Resumindo seus achados (1916) Rocha Lima mostrou: a) que o agente do tifo não era filtrável ou de natureza viral; b) que era de coloração difícil e facilmente assemelhado a detritos dos tecidos; c) que o microrganismo que denominou Rickettsia prowazekii tinha situação exclusivamente intracelular no epitélio gastrointestinal do inseto; d) que formas semelhantes de riquétsias apareciam em piolhos normais em posição extracelular e com tamanho e disposição diversos – a forma extracelular que chamou R. pediculi foi relacionada à R. quintana, descrita no mesmo ano por H. Töpfer na “febre das trincheiras”, e atualmente, reclassifcada como Rochalimaea quintana; e) a transmissão da doença aos cobaios por dejectos e preparações de piolhos infectados, e dos cobaios a macacos, com o sangue daqueles, vez que piolhos sadios não se infectavam com o sangue dos cobaios; f) nos doentes, “focos inflamatórios microscópicos nos vasos capilares e pré-capilares, cujas paredes apresentam lesões degenerativas e inflamatórias” – a revelação dos microrganismos em lesões de endoteliose foi descoberta complementar de S. B. Wolbach et al. em 1922; g) a possibilidade de preparo de soro (em cavalo), e vacina fenolada a partir de piolhos infectados, cujo ensaio coube a outros pesquisadores.

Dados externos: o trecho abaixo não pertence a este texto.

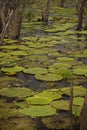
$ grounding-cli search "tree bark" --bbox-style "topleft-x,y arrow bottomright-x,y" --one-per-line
80,94 -> 87,130
76,0 -> 86,30
42,0 -> 50,22
0,0 -> 19,44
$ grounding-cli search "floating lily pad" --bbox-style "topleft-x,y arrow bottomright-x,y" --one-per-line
57,57 -> 74,61
72,106 -> 82,117
26,96 -> 52,105
56,68 -> 72,79
0,108 -> 17,119
0,87 -> 34,97
9,51 -> 29,56
35,73 -> 63,81
19,105 -> 56,117
36,89 -> 62,100
23,68 -> 48,74
73,68 -> 87,75
49,62 -> 71,71
42,115 -> 70,130
51,100 -> 69,110
61,86 -> 86,97
73,97 -> 84,106
29,54 -> 48,62
0,117 -> 39,130
1,66 -> 24,74
0,76 -> 24,88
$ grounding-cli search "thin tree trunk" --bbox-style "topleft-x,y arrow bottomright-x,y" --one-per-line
69,79 -> 73,130
0,0 -> 19,44
80,94 -> 87,130
76,0 -> 86,30
0,10 -> 14,43
42,0 -> 50,22
60,0 -> 65,7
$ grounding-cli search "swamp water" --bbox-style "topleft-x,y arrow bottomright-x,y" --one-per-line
0,4 -> 87,130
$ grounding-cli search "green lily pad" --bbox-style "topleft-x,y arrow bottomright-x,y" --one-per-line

A contestação da prioridade de Rocha Lima é de curso habitual entre autores norte-americanos. É fácil observar e seria tedioso alinhar as sentenças dúbias ou omissas em livros didáticos dessa origem. Um depoimento devido a Otto Bier documenta que em uma reunião em Harvard, em 1939, S. B. Wolbach assim se expressou: “Delineamos (...) o trabalho pioneiro realizado sobre as rickettsioses por um francês e um americano. As honras máximas são devidas ao americano porque com brilhantismo e precisão, evidenciou fatos e indicou, pelos métodos que utilizou, a maioria das linhas principais de desenvolvimento adotadas posteriormente no estudo das rickettsioses (...) O tributo prestado por Rocha Lima (1916) ao criar o gênero Rickettsia foi uma feliz iniciativa”.

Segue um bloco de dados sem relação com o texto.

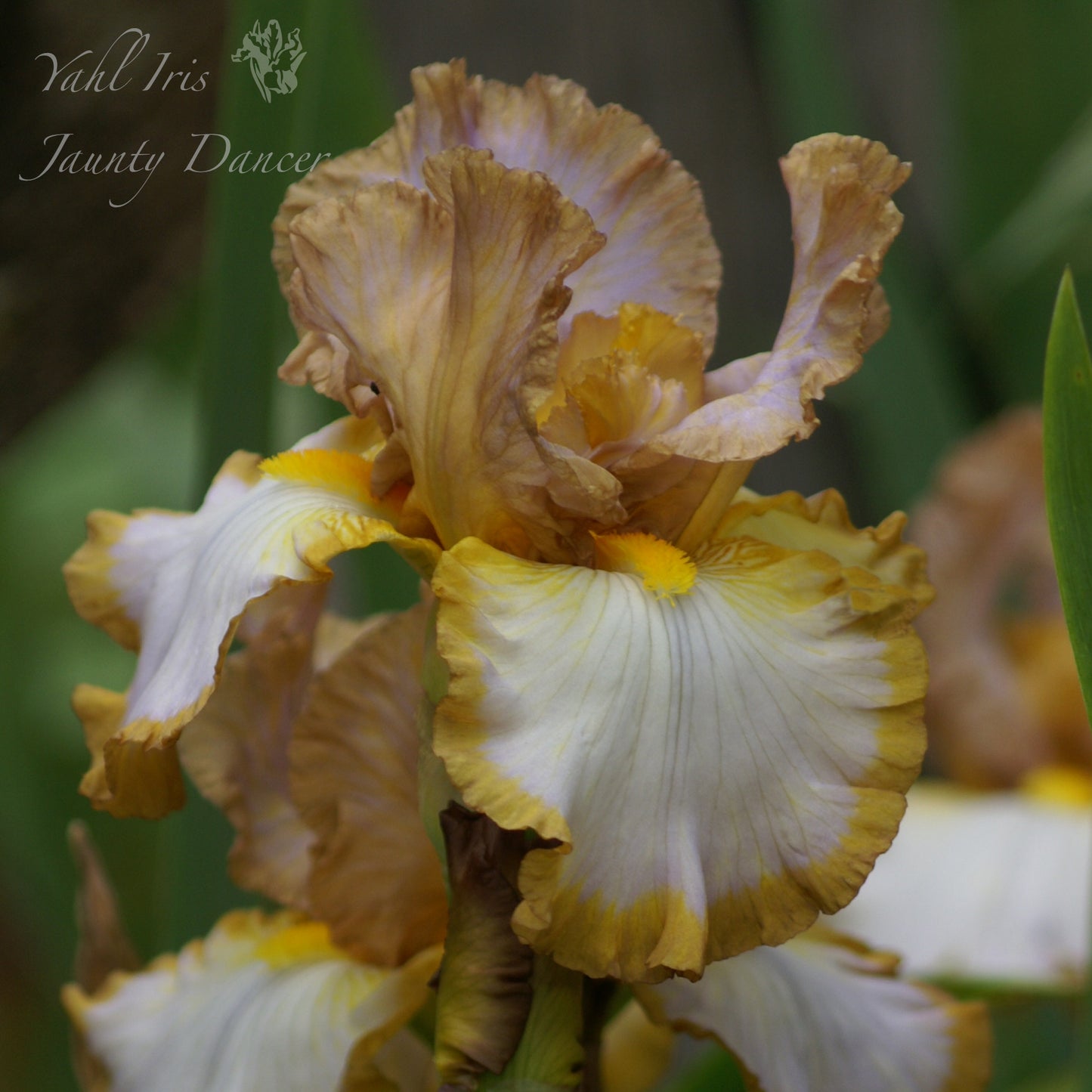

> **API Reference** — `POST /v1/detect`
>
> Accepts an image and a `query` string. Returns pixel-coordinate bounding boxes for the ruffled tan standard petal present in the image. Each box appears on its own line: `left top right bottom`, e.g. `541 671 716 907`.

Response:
434 503 925 982
66 418 439 818
62 911 440 1092
655 135 910 462
178 586 322 908
911 407 1092 787
638 930 991 1092
282 149 603 552
290 604 447 967
273 61 721 345
834 778 1092 991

Aparece em seguida o depoimento de Henry Pinkerton, discípulo de Wolbach, que atribui ao último demonstrar um agente não viral de natureza intracelular “ nos tecidos do homem ou da cobaia, bem como nas células do revestimento gastrointestinal do piolho”. Triste e risível ante os fatos já expostos, em honra a Ricketts acrescente-se que este referiu-se aos seus próprios dados dizendo ter como objetivo “apresentar observações e estudos teóricos que foram mencionados unicamente por causa do seu valor sugestivo”. Acrescente-se a isso, uma sentença de Rui Barbosa (em outro contexto): “Por menos que valha um homem (...) ainda menos ficará valendo, quando tente ou lhe queiram engrandecer o tamanho com o empréstimo de qualidades estranhas”.

Rocha Lima é citado em livro recente, de autor brasileiro, apenas como “um pesquisador que fez várias contribuições para o melhor conhecimento das riquétsias “. É pouco! Isso aplicar-se-ia a muitos e, entre os nacionais, particularmente a Joaquim Travassos da Rosa (1898-1967), investigador paraense que, nesse tema específico, comprovou a identidade entre os agentes da febre maculosa brasileira (São Paulo e Minas Gerais) e a das Montanhas Rochosas, bem como a ocorrência do tifo endêmico (murino) no Rio de Janeiro.